Ed turned the knife over and over, fixated on the bright, shiny thing like a rapt magpie.
“Thank you,” he said.
“I’m glad you like it,” Hughes said. “My father gave me one as a boy, before I started Scouts.” This wasn’t strictly true, but it sounded like a good thing to say.
“This is going to be very helpful,” Ed said. Then he turned without another word and headed for the front door.
Hughes watched the boy through the screen as he went down the steps and out the gate. He cursed himself. There was something seriously wrong with that kid and he had just gone and given him a knife. He stepped out onto the porch. Ed had already disappeared from sight, but Nick was standing at the fence, deadheading the roses, her face flushed in the sun.

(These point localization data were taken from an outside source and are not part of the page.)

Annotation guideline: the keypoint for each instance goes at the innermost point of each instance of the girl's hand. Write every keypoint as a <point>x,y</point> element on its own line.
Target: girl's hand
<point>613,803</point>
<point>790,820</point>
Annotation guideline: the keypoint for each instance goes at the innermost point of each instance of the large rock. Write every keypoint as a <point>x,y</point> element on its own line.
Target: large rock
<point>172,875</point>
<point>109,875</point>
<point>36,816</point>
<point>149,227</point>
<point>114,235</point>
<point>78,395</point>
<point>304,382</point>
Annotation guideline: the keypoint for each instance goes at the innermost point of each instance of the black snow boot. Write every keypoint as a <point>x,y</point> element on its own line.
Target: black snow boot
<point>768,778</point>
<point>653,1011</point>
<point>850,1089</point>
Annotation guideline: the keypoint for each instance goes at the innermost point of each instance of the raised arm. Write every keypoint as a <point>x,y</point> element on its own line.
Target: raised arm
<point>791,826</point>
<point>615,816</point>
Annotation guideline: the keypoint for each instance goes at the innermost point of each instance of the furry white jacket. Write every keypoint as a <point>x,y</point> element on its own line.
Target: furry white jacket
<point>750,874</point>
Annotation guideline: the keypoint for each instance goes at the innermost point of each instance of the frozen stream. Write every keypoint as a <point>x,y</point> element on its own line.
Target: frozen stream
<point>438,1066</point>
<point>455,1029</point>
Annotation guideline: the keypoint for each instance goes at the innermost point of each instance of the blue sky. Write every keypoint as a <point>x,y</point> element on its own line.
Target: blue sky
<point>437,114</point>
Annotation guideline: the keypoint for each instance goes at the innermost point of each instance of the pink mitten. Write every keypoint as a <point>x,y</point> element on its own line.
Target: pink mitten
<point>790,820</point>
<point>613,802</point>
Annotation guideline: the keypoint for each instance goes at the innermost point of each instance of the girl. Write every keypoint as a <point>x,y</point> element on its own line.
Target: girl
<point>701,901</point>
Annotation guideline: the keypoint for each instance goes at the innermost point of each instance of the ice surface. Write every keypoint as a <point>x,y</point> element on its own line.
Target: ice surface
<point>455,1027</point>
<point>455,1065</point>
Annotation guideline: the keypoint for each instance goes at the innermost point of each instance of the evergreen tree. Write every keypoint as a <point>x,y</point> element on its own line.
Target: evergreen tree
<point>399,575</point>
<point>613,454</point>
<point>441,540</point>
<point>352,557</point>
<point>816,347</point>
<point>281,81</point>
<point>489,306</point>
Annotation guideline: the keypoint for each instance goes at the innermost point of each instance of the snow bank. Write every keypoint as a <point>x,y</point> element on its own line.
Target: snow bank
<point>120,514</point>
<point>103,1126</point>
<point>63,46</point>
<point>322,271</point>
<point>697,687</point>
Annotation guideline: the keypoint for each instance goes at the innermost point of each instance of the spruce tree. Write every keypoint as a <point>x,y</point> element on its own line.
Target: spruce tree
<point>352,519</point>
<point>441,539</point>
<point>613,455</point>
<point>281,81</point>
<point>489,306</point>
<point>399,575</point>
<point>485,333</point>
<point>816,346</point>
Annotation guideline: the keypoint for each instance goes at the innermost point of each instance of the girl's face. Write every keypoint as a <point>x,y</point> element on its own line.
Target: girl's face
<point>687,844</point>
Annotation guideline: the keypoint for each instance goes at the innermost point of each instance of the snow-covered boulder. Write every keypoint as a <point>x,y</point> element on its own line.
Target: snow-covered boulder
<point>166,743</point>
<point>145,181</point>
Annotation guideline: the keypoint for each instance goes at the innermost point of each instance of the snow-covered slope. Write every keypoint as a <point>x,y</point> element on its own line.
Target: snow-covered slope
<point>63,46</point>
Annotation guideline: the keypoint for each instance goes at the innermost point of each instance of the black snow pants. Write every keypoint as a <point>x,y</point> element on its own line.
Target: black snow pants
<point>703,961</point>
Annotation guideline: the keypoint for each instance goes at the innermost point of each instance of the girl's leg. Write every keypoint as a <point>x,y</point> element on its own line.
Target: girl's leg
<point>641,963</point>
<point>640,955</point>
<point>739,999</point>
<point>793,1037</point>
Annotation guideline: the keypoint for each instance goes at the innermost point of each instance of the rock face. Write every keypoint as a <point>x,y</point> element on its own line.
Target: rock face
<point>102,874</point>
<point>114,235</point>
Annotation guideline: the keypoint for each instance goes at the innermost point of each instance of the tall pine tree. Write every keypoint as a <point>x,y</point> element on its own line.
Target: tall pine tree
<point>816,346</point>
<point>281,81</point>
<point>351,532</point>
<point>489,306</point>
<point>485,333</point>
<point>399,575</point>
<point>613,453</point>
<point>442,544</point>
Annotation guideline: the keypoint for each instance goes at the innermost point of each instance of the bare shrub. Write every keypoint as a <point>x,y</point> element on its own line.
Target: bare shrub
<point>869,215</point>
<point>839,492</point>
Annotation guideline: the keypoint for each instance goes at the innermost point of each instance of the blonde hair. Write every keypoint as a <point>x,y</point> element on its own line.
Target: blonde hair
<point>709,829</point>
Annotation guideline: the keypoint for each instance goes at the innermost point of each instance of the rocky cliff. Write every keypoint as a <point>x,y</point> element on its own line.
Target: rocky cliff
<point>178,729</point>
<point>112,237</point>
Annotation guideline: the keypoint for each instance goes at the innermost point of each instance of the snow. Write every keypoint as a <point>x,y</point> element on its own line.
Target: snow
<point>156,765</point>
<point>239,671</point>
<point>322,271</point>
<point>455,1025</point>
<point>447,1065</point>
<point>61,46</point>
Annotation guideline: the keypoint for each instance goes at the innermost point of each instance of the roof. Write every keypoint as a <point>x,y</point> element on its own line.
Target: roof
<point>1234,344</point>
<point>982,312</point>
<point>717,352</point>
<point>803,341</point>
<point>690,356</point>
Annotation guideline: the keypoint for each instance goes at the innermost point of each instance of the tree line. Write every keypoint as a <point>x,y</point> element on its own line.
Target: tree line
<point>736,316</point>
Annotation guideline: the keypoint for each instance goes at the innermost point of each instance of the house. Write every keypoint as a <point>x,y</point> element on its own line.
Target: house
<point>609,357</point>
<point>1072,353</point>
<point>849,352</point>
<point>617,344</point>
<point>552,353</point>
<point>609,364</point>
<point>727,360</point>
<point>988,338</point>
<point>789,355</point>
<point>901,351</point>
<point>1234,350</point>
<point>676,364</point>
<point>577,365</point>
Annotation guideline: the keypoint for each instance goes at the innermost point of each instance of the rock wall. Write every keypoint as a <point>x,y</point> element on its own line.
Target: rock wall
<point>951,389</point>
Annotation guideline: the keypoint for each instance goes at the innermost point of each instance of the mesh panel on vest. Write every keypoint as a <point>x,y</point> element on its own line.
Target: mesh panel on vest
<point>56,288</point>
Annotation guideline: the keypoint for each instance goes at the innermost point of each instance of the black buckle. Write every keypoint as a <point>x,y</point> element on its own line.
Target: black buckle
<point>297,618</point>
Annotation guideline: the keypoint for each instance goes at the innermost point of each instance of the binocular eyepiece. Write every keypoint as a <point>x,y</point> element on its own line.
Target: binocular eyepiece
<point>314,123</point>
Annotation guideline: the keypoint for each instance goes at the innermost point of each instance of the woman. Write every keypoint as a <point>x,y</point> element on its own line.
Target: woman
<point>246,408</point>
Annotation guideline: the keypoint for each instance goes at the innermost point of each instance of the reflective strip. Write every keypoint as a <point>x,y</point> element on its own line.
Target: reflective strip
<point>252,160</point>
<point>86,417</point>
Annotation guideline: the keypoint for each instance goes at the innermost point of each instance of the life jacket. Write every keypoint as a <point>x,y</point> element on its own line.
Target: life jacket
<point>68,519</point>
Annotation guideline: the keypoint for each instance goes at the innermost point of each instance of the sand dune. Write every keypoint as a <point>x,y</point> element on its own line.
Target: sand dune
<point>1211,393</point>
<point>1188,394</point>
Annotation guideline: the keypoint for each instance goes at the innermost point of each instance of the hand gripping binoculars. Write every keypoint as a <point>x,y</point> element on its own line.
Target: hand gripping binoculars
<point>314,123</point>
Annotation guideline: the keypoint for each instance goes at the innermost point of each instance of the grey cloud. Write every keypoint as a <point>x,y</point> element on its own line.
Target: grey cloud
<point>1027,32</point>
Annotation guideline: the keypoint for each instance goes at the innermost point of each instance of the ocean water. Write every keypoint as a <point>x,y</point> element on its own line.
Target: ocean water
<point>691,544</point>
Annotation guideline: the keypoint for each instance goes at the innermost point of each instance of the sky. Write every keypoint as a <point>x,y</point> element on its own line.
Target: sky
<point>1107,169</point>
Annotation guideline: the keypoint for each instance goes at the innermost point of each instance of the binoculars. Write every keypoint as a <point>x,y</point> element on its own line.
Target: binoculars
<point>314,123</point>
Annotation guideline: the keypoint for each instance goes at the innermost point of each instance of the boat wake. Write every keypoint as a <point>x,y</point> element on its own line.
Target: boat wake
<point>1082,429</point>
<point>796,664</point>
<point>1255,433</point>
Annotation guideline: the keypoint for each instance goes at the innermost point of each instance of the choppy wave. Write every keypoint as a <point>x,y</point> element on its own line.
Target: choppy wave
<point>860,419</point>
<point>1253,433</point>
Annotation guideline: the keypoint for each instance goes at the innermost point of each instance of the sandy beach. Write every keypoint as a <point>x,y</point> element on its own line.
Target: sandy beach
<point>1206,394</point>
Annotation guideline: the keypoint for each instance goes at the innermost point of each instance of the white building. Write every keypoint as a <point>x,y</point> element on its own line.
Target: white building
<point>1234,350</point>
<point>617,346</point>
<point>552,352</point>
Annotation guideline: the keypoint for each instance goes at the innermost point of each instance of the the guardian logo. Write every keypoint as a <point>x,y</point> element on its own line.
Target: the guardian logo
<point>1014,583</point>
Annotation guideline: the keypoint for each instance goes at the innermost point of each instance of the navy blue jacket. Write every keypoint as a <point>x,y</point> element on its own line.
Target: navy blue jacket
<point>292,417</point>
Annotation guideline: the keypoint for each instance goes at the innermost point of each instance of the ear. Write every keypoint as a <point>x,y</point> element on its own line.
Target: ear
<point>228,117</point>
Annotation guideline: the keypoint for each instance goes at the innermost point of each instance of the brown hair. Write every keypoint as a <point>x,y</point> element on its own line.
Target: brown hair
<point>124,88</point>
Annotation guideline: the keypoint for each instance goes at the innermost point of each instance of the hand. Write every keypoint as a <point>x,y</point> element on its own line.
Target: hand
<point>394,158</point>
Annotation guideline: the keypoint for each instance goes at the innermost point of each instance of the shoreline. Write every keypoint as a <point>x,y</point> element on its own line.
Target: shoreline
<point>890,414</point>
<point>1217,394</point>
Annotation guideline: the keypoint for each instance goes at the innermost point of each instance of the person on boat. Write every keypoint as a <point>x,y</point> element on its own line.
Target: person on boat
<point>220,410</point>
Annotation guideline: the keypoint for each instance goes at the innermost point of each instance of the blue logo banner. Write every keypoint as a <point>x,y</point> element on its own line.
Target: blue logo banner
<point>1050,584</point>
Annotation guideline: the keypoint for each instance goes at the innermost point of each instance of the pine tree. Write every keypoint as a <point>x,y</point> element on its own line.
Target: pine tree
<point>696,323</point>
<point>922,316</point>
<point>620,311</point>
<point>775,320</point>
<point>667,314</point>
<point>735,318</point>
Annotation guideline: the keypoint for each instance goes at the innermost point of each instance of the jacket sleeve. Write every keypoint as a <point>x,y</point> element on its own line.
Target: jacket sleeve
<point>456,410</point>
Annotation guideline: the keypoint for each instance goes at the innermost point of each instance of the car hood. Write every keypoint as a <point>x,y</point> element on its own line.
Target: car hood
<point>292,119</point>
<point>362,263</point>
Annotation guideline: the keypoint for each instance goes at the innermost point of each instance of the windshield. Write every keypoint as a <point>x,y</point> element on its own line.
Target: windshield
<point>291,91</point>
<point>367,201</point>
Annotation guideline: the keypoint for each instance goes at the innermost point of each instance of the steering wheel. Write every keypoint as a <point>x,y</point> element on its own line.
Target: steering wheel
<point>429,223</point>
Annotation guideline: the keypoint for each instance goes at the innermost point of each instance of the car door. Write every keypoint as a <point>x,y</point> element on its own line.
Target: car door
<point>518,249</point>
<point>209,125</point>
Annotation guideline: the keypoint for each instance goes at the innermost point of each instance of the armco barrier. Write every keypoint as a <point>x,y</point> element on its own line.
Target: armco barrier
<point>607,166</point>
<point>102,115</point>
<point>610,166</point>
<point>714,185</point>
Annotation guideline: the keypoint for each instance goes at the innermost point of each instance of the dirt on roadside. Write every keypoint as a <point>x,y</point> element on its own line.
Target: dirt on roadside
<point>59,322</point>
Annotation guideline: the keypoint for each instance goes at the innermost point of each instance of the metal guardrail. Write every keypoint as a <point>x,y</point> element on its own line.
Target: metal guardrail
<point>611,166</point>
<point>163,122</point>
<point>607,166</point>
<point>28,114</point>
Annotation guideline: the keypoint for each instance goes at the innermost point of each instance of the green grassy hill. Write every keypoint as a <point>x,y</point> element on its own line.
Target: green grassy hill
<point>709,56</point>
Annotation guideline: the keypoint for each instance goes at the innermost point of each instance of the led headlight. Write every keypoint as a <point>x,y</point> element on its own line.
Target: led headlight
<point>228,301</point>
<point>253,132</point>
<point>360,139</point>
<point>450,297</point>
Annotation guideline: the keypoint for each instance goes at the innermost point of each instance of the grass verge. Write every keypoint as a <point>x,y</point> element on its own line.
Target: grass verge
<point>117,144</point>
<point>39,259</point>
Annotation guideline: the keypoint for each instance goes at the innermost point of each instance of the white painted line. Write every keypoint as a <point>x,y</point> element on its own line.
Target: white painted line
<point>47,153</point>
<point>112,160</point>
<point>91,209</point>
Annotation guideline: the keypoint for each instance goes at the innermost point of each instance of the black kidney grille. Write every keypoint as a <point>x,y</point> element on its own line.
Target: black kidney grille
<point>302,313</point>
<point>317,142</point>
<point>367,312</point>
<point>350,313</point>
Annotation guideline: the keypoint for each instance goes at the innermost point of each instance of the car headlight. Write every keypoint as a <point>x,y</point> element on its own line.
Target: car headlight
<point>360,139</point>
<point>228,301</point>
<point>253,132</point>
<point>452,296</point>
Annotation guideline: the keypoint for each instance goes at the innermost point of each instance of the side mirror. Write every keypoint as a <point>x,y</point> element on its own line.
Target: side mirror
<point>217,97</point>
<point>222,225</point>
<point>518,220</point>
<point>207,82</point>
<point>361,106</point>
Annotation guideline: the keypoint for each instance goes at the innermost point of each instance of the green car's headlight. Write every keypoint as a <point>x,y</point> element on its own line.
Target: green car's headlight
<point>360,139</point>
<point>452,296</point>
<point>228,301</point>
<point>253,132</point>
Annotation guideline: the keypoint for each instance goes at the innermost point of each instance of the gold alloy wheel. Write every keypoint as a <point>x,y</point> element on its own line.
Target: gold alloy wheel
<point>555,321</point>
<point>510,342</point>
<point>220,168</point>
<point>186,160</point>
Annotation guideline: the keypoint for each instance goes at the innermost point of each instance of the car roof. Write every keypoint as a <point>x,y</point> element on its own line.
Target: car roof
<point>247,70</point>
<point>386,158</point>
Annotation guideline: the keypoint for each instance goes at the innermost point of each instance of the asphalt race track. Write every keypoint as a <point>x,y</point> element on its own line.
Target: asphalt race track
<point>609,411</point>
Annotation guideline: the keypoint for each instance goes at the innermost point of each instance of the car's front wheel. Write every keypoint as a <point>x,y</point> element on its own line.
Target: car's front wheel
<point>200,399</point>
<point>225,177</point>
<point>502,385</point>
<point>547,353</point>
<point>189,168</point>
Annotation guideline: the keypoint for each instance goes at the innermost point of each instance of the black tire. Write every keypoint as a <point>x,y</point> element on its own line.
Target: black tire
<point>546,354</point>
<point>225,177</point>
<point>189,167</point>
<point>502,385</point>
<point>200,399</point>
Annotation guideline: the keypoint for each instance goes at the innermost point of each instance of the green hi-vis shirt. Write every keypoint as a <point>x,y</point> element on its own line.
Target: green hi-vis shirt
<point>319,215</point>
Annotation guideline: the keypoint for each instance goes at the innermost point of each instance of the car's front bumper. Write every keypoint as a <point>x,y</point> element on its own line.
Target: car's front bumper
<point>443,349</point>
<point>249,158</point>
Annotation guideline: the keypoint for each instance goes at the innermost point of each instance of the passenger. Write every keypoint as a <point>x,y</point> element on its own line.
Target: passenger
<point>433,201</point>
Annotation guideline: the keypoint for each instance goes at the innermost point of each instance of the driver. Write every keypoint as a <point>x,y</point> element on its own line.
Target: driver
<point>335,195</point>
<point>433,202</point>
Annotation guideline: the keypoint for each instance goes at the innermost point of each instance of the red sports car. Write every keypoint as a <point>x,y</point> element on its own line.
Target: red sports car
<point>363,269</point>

She was using her rusted clippers to trim the browning blooms from the stalk. She never kept those clippers in their case, and so the sea air had eaten away at the metal. But she was careful with the roses, gently pushing the branches aside with slim brown arms to get at the fading blossoms and errant shoots tucked away inside the bushes.
Behind her, the gardening basket had overturned, spilling pink petals around her feet. Something about the scene was familiar, and he was reminded of the smell of the sea in the small maid’s room upstairs.
Nick wasn’t wearing any gloves and she must have pricked herself because he saw her suddenly pull away from the stem she was holding. Her brow furrowed as she inspected her finger and Hughes thought he saw her eyes tearing up in the bright light. But she didn’t cry out.
He walked over to her and examined the small crimson dot where the thorn had pierced her flesh. He put her finger in his mouth. She looked up at him, squinting into the sun. They stood like that for a moment, not moving, each looking at the other, wordless. Nick put her other hand to his face. Then she slid her finger out and continued to cut away at the dead flowers.
Hughes found the mouse later that afternoon, when he went down to his workbench in the basement to repair a broken picture frame. The little thing had been crudely sliced open, its teeth exposed in a primal scream, the small toothpick sticking out of one eye. Hughes gently removed the toothpick, but his hand shook as he went to pick up the mouse. It was several minutes before he could bring himself to touch it, and even then, he had to look away when he put it in the trash can.